Like pearls on a string, grain elevators line up on Hwy 34 as it stretches from town to town west of Lincoln, Neb. From the look of the rounded headhouses on each elevator, Tillotson Construction Company of Omaha had free reign there during the construction years, having butted out potential competition as it changed the landscape on the old road.
Only the York and Aurora elevators are recorded in the company construction record pages we have. I will present them more fully in a later post.
The Murphy and Hampton elevators present a bit of a mystery. Since I had a full load of family cramped together in a rental car that was barely an SUV, more suited to a terrier dog and a bicycle than the five passengers it claimed to hold, I did not stop to investigate the mystery elevators. I had to be content with a few pictures taken on the fly.

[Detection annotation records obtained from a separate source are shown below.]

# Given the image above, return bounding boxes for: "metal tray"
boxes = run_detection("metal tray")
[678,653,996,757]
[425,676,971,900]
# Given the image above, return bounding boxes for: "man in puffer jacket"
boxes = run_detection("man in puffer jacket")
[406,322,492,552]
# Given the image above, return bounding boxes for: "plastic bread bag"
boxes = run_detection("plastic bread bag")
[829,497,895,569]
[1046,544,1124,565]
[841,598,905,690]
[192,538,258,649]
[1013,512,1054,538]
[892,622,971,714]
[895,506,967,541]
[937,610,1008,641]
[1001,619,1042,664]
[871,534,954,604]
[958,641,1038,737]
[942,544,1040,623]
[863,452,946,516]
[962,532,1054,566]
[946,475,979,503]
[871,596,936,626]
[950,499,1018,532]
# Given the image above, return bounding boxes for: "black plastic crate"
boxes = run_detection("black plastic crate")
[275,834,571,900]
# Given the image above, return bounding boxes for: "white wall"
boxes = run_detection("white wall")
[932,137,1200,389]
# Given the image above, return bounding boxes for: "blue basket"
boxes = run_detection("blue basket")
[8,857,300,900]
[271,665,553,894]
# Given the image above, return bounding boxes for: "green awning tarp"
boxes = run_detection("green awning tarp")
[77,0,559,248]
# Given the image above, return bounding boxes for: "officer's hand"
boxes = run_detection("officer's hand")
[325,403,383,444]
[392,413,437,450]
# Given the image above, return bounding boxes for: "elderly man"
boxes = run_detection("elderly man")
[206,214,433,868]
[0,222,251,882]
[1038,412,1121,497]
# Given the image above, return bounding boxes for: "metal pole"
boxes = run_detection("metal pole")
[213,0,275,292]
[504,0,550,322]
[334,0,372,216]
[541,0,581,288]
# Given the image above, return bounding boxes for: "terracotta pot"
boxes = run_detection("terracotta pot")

Here they are. I wonder if any of our readers remember these elevators, or can identify the builders? They will get another visit, hopefully soon, but for now, enjoy the photos.
Some elevators, built out in the country, are named for the railroad switch they are near. I built an elevator in a place called Pickering, IA in the early 1970’s. There is no Pickering, IA but the Rock Island RR had a switch there called Pickering Junction. Thus the name of the elevator. Railroads often named switches when they were putting new service into an area. It was their hope that as settlers moved into an area, a town would grow at the switch.
I know the elevator in Murphy is a Tillotson built house. It was built in the late 50’s or early 60’s. There was once a town named Murphy at that location, it was gone for the most part when the elevator was built.
The Grand Island elevator was built by my dad Darrell Greenlee for Johnson Const. Co. My 84 year old mother still tells stories about Grand Island. Dad was from Tabor Ia and she was from Ipswich SD. So they both got to see their families while we lived there. Mom loved the people said they were the kindest and friendliest people she met and she loved the city. I was young but can still remember living there. Rose Ann
I stopped to see the Grand Island elevator and to photograph it for a future post, because so many of your family have commented here. I will make sure you get to see the elevator pictures. You all have contributed a lot of great information about your dad and the elevator building days.
that would be great thank you those were the days I love all the pictures you have put on. I have many pictures that dad had taken on the process of building an elevator if you would like to see any of them. Thank you Rose Ann
I will be hauling some corn to the Hampton elevator this week and could snap some pictures for you if you’d like.
That would be wonderful! I wonder what company name is on the manhole covers? Sometimes the builder and the year of construction is on the manhole cover.
It’s funny that you drove through Hampton. I’ve been following this blog for awhile now and started looking at all the manhole covers on elevators that I haul to and sure enough there were a lot of chalmers-bottom, tillotson, and Meyer-Osborn elevators around. Hampton has the manhole covers on the outside of the silos and they’re 10 feet or so off the ground so I’ve been wondering who made it for awhile now! It looks like you just saw the one downtown elevator in aurora though? The other elevator is called aurora south and is on the southwest edge of town. It used to be a cargill elevator but aurora coop purchased it. I’m pretty sure that’s a tillotson elevator too.
I do have a photo of the other Aurora elevator also, from a distance. When we passed by I wondered if it was a Tillotson. It was different enough that I did not stop on this trip since we were on a pretty tight travel schedule. When we post about Aurora I will make sure to include that picture.